Schortens - Abdallah Alsayed ist stolz auf das, was er bisher erreicht hat. Zu Recht. Vor drei Jahren kam der gebürtige Libanese als Asylsuchender nach Schortens, heute spricht er hervorragend Deutsch, absolviert eine Ausbildung und hat sich in seiner neuen Heimat gut eingelebt. „Es geht mir richtig gut hier“, sagt er.

Dafür hat der 23-Jährige auch einiges getan. Am Rande des Sommerfestes, das die Integrationslotsen kürzlich zusammen mit den Schortenser Neubürgern im Huntsteertgelände feierten, berichtete Abdallah Alsayed über seinen Werdegang. Warum er den Libanon verlassen wollte? „Das Übliche eben, Krieg, überall Schwierigkeiten“, sagt er. Über die Türkei und den Balkan kam er zunächst ins Lager nach Friedland, dann ging’s nach Dassel und drei Monate später nach Schortens.

Sein großer Traum war ein Studium, Elektrotechnik sollte es sein. Eineinhalb Jahre hat er sich an der Jade Hochschule darauf vorbereitet, unter andrem sprachlich. Als aber klar war, dass er kein Bafög erhalten würde, platzte der Traum: „Ich kann das Studium nicht finanzieren“, sagt er. Der 23-Jährige arrangierte sich, heute steckt er mitten in der Ausbildung zum Kfz-Mechatroniker. „Wenn ich damit fertig bin, werde ich auf jeden Fall weitermachen, Meisterschule oder Studium“, weiß er jetzt schon.
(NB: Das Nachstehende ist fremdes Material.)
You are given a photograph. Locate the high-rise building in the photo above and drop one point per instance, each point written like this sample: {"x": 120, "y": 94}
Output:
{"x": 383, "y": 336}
Ein kurzes Stirnrunzeln: „Mein Status reicht erstmal bis zum Ende der Ausbildung“, sagt er. Ob er danach weiter in Schortens bleiben kann, ist noch völlig unklar. Darüber will er jetzt nicht nachdenken – es hätte ohnehin keinen Sinn.

Abdallah Alsayed denkt aber nicht nur ans eigene Fortkommen, er hat sich von Anfang an für weitere Migranten eingesetzt, indem er als Dolmetscherhelfer zur Verfügung stand. „Deshalb kenne ich auch fast alle, die hier angekommen sind“, sagt er. Ihm selber habe es viel Spaß gemacht, Deutsch zu lernen, seine ehrenamtliche Aufgabe hat ihn dabei auch weitergebracht. „Was ich erreicht habe, hätte ich ohne Sprache nie geschafft“, meint der 23-Jährige. Er sei aber auch mutig, spreche einfach drauflos. Selbst als er einen anderen Migranten zum Arzt begleiten sollte um dort zu übersetzen – „das war nicht einfach“.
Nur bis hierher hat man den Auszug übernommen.